Practical Chronic Pain Mediation & Management – PCPM2
Mind Body Alignment – can keep you from being PAINGRY.
Take Note:
√ Our Brains are Protectors – NOT healers.
√ Our Brains can create more problems.
√ Our Brains have neuroplasticity.
Condition your Brain and its 8 pain nodes to become part of your winning tactics of PCPM2.

●Seek the Root Cause(s) of your Chronic Pain (CP) – don’t fear, understand.
●Try natural & time-tested interventions (see X Factors in my book, Strong to Save.)
●Use passive pain management (drugs) as a later or last resort.
●Breathe well and sleep to mimic Morpheus!
●Laugh often, Hug lots! –> D O E S = 4 happy hormones.
●Live in the Present with self-acceptance
●Find what each new day has to offer
●Don’t complain – why Not me?
●Keep “pity parties” to a minimum.
●Invest time in a Body Scan or Meditate.
●Create new Cerebral pathways to separate PAIN from your activity.
●“Do what you can.” A. Ashe
Use WILDA as your Guide
DO A CANDID “WILDA” AUDIT.
●Assess your current pain level:
Constant? Episodic?
●Nociceptor signal?
Sharp, pinpoint, dull, hot
●What physical and/or mental steps make it better? Or worse?
●When does it peak? Or lessen?
●How long have you experienced this PAIN?
●What else was going on when it started? Context.

Listen to your Mind & Body, then selectively filter out unwanted or abnormally processed pain outputs. Journal your Findings.
Tame the CP Beast!
Build up Safety in Me (SIM) senses (hear, smell, taste, touch, places you go, bodily things happening.) Examples of SIM are:
a. I believe in my practitioners.
b. Broken bones will heal in their time! There is light at the tunnel’s end.
c. My inflammation is a feedback signal for me to change.
d. I found friends who feel what I feel.
e. I love many things happening in my life.
f. I’ve been through worse.
Don’t DIM or Catastrophize! Rather, Invest in your Self Care steps like these for your PCPM2 :
Mindful Breathing Techniques – What Childbirth & Snipers have in common.
Meditation – invest in your time to get grounded.
An anti-inflammatory Diet, nil or no alcohol & tobacco.

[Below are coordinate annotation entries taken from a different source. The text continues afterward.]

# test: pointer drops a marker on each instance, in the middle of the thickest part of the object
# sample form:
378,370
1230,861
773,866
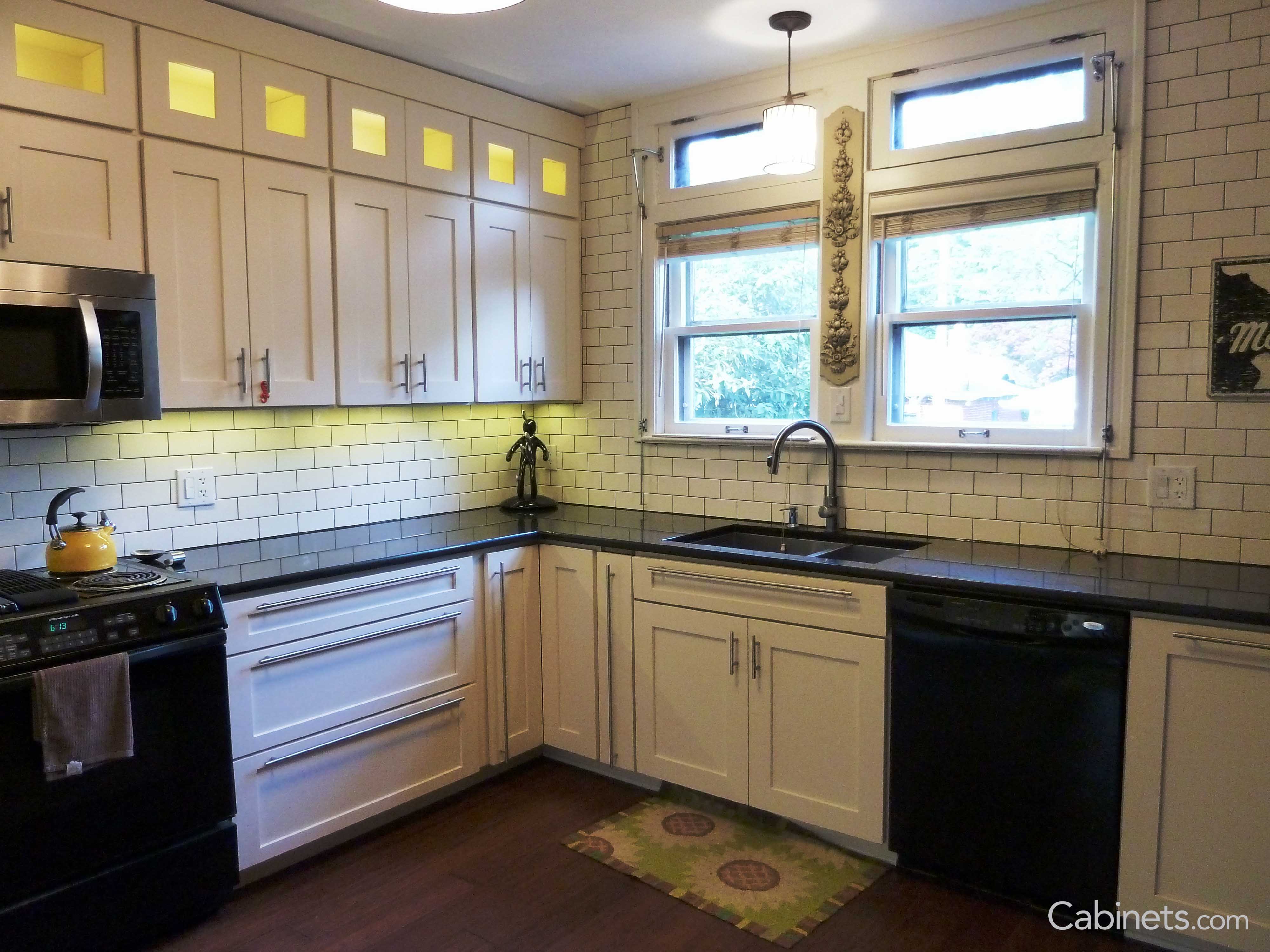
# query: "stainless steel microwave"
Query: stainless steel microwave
77,346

Individualized Exercise – Aerobics, QiGong, TaiChi. Go easy at first.
Restorative Sleep – Root Chakra sound waves.
Proactive patient & “customer” advocacy.
Pet Pets.
Talk it Out! CBT (Our brains are masterful storytellers, so re-wire them w/ neuroplasticity.)
Make the (Vital) Force Be With You. Investigate “traditional/natural” treatments.
Remember to Journal your Highs and Lows!
Bottom Line Up Front
Do try integrated approaches and embrace those that work for you.
Think of the 4-letter word – PAIN – as a positive acronym:
Positive Actions Influence (your) Nociceptors.
– Please consider passive prescription drugs as a later or last resort to alter body-brain signals and pain amplifiers.